Monday, April 15, 2024

Scientists Find 1700-Year-Old Roman Egg With Completely Intact Yolk

Scientists Find 1700-Year-Old Roman Egg With Completely Intact Yolk

During an Aylesbury excavation spanning 2007-2016, scientists unearthed a singular treasure

Talk about a yolk surprise! In a groundbreaking discovery, scientists found the world’s first intact chicken egg, preserved for 1,700 years, complete with its liquid contents. 

During an Aylesbury excavation spanning 2007-2016, scientists unearthed a singular treasure: an intact chicken egg, hailed as a “genuinely unique discovery.” Sadly, three other eggs met their demise and released a “potent stench,” highlighting the rarity of this survivor.

Oxford Archaeology believes the unearthed waterlogged pit functioned as a Roman wishing well, drawing parallels to similar ancient structures.

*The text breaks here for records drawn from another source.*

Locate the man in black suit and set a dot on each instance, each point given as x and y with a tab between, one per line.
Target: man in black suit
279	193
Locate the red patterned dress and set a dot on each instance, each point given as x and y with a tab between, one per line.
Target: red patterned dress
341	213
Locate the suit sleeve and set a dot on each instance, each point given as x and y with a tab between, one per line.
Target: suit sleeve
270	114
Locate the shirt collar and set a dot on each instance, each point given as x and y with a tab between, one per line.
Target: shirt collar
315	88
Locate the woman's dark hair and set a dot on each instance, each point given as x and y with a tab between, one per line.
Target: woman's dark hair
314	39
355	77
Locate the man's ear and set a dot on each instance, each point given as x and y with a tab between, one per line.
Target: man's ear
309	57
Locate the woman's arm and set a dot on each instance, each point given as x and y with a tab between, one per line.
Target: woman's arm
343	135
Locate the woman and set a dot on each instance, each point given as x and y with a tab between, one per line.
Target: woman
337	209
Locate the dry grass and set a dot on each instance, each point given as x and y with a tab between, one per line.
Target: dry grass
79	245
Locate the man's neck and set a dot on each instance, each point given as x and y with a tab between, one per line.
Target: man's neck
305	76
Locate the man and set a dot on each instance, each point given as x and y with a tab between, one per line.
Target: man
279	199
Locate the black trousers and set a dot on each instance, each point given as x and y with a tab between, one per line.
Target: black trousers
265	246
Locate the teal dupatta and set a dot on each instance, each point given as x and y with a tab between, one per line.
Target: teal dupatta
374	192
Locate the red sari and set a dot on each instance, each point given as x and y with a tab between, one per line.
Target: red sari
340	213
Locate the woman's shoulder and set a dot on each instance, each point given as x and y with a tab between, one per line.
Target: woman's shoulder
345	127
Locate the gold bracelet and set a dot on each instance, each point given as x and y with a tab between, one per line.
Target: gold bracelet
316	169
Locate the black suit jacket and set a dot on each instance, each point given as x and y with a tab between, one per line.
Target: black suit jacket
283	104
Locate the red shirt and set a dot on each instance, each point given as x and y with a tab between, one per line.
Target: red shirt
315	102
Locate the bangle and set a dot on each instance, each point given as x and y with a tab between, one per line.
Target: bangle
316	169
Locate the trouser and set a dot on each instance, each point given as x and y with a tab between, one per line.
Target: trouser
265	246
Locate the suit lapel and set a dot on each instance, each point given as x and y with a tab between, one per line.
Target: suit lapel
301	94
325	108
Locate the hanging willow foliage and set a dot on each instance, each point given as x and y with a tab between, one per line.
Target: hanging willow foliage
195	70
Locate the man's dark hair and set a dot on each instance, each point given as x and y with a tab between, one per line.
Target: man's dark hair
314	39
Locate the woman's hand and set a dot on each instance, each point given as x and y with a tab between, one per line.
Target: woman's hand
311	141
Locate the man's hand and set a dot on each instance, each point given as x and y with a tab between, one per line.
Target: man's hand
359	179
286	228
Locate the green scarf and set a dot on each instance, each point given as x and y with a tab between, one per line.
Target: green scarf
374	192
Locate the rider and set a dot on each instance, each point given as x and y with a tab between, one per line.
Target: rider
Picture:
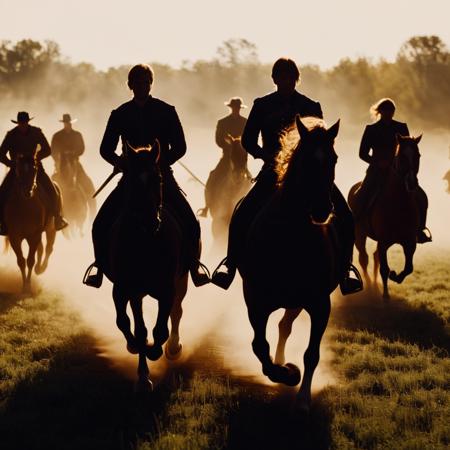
25	138
377	148
68	143
270	116
139	122
232	125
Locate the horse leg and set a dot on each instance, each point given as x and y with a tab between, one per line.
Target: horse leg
319	320
173	346
33	245
376	265
288	374
140	334
408	250
384	268
122	319
16	245
363	257
284	331
160	330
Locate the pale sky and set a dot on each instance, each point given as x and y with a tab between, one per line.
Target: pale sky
113	32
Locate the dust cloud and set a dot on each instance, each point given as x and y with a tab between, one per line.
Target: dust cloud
211	314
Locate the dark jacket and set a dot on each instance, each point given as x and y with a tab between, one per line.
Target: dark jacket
17	142
270	115
230	124
140	126
380	137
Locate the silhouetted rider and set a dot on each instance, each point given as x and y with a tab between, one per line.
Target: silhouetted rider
27	139
377	148
270	116
67	146
231	125
140	122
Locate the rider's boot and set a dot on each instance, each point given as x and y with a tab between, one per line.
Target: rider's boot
199	272
224	275
93	279
60	222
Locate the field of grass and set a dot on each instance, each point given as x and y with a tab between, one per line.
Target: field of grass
391	362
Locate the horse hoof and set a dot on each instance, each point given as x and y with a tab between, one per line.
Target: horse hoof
153	353
143	385
173	356
288	374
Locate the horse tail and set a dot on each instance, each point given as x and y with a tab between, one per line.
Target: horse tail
6	245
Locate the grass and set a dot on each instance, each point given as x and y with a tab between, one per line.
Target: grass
390	361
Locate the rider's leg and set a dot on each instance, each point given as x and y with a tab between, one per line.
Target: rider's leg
5	189
52	198
423	234
346	229
102	222
240	223
175	199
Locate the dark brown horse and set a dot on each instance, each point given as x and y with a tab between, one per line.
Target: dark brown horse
26	219
291	254
146	257
394	216
226	185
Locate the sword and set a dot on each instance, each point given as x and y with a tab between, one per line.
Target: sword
191	173
110	177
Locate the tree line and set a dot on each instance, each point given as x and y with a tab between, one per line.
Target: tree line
37	74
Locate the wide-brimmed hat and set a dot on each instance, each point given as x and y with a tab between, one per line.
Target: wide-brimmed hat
22	116
235	101
67	119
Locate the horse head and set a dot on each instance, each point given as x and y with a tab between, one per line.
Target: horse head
144	185
25	172
306	172
407	160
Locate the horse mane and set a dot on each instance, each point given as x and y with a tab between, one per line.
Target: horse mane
290	144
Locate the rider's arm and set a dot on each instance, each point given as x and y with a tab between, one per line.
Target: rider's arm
176	140
45	149
110	141
251	132
364	148
4	148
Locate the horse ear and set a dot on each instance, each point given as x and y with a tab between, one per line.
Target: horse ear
156	150
302	130
333	130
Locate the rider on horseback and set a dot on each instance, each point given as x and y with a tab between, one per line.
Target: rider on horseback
270	116
139	122
25	138
68	144
232	125
381	138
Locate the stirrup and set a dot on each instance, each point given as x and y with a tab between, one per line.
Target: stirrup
351	285
93	280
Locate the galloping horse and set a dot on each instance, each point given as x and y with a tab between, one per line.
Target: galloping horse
394	216
146	256
26	218
76	200
226	185
292	253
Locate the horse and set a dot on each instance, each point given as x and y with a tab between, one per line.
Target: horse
77	202
292	252
26	218
226	185
393	218
146	256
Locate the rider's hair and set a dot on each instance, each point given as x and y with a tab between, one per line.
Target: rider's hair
139	70
285	66
384	104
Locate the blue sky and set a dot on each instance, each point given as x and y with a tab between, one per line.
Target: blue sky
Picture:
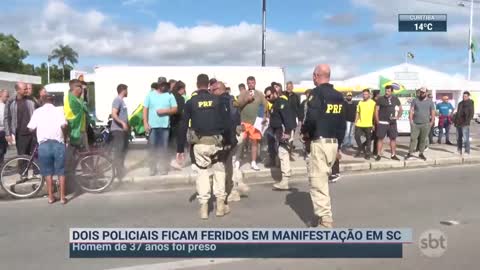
354	36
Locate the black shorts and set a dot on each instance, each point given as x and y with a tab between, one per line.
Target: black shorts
383	130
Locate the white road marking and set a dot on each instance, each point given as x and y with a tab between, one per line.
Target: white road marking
301	179
194	263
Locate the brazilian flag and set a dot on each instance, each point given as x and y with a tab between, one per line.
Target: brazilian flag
76	113
473	47
136	121
397	88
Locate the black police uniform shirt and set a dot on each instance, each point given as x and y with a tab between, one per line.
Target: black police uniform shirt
233	119
387	108
209	116
325	117
281	115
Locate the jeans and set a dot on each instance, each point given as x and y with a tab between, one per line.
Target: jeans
446	125
419	135
3	146
51	156
367	132
25	145
158	141
463	139
347	141
119	147
272	145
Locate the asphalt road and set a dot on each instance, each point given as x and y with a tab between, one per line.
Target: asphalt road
34	235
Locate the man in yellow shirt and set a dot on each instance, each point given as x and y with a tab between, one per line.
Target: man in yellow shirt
364	124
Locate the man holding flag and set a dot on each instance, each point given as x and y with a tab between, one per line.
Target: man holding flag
76	113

A technological peek inside reveals the incredible: the egg isn’t empty! Micro scans show it still holds yolk and egg white, making it likely the only intact survivor from its era.

Oxford Archaeology’s senior project manager Edward Biddulph, who oversaw the excavation, said: “We were blown away when we saw the contents in there, as we might have expected them to have leached out.” 

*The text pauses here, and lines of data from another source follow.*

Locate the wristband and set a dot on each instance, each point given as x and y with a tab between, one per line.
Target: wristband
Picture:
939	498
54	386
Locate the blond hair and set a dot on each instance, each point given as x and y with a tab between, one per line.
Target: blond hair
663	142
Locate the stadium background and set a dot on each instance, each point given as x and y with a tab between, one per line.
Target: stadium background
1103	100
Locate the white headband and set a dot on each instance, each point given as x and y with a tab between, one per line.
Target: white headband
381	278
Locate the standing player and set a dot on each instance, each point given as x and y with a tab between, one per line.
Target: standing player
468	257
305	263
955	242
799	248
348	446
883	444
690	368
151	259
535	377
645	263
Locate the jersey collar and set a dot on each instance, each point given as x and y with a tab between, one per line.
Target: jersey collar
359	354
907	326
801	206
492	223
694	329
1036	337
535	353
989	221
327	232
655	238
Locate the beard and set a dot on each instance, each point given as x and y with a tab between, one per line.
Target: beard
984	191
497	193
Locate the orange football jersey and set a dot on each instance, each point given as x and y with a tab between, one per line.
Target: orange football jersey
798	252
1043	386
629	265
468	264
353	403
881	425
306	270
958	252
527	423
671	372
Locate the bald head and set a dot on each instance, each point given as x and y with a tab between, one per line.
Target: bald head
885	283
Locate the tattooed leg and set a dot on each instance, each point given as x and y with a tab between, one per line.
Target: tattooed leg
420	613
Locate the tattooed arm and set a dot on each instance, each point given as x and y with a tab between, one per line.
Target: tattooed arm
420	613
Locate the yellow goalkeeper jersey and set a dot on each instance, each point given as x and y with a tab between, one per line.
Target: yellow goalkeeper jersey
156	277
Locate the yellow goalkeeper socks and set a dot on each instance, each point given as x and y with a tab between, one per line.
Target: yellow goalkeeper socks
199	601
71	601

Conservator Dana Goodburn-Brown, who had taken the egg for further analysis at the University of Kent, carried out the recent work. 

“It produced an amazing image that indicated that the egg, apart from being intact – which is incredible enough – also retained its liquid inside, presumably deriving from the yolk, albumen etc,” said Biddulph.

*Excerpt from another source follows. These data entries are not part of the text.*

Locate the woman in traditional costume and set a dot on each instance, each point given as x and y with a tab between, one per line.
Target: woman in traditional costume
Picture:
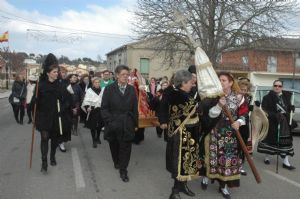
222	157
91	104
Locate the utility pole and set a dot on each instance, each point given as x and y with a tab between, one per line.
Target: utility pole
295	56
6	73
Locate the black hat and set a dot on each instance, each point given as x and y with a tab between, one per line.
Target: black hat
192	69
49	61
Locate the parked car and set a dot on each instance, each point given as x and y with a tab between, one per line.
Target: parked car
263	90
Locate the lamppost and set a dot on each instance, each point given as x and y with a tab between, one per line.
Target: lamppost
6	72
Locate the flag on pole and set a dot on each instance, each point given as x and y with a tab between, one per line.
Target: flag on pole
4	37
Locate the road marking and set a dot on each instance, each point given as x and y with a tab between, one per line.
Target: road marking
79	180
283	178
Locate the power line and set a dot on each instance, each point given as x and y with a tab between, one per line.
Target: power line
114	35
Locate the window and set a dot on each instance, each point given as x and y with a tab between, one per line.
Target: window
245	60
144	67
272	64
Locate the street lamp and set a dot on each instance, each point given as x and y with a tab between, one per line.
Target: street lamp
6	72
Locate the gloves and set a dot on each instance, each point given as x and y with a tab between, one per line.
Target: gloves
279	117
293	108
250	107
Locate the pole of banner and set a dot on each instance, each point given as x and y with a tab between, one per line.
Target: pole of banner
33	123
278	133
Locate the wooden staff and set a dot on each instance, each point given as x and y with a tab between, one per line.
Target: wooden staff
59	117
33	123
291	113
244	148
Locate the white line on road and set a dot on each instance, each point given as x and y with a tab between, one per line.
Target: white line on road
79	180
283	178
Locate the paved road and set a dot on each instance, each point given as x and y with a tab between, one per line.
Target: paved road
87	173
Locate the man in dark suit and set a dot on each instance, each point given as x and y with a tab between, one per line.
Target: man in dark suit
120	113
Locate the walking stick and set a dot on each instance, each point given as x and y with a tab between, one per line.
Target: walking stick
291	113
59	117
278	132
240	139
33	123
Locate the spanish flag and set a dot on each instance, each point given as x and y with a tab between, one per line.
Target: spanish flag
4	37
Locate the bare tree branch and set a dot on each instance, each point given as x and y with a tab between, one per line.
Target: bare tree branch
216	25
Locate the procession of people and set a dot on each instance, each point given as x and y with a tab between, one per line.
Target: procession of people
201	139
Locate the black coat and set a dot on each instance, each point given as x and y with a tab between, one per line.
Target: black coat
119	112
269	106
46	109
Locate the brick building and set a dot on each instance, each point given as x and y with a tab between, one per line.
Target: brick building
264	61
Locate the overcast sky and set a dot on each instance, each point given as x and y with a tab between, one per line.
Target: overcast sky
99	16
27	20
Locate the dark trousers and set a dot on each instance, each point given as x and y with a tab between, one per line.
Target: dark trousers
120	152
29	111
45	136
139	135
16	110
95	134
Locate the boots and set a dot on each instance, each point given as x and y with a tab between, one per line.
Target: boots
94	143
44	165
52	160
185	189
175	194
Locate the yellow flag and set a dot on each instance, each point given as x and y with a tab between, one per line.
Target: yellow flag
4	37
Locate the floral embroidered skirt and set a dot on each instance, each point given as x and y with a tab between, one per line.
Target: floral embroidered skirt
222	156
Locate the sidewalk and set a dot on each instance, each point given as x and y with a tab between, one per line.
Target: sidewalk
4	93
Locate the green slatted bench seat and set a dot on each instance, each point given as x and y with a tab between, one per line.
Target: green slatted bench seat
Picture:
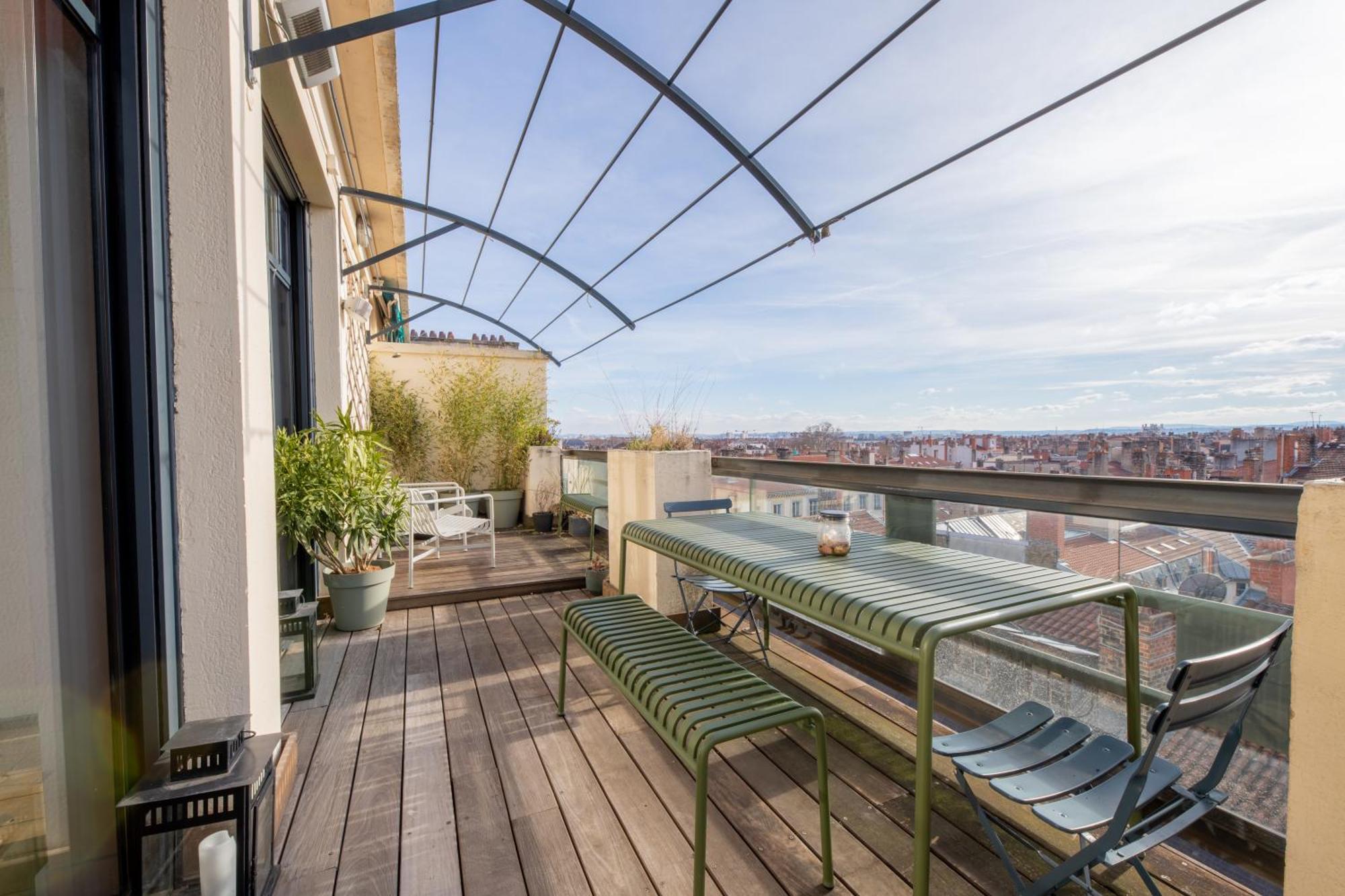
584	505
691	693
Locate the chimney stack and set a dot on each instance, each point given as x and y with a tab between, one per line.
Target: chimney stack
1157	645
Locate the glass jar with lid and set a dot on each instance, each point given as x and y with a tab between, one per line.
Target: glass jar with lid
835	533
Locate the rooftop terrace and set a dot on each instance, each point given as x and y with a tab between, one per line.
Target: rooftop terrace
432	760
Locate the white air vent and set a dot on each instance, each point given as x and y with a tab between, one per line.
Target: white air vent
305	18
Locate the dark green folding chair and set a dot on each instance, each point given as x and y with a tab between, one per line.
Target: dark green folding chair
1094	788
712	585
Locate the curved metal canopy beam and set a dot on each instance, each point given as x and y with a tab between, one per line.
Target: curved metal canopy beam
449	303
494	235
679	97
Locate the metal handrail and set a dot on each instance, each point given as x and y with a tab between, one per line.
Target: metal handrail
1249	507
586	454
1257	509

BBC reported that the egg was taken to London’s Natural History  Museum and the experts consulted Douglas Russell, the senior curator of the museum’s birds, eggs and nests collection, regarding the best ways to conserve the egg and remove its contents. 

As we found out when we visited the Natural History Museum, [it] appears to be the oldest known example in the world,” said Biddulph.

The archaeologist has accepted that it was “a bit daunting walking around London with a 2,000-year-old egg”.

“And it was a bit hairy on the Tube – although it was well protected – it’s not like I was carrying it around in my pocket,” they added.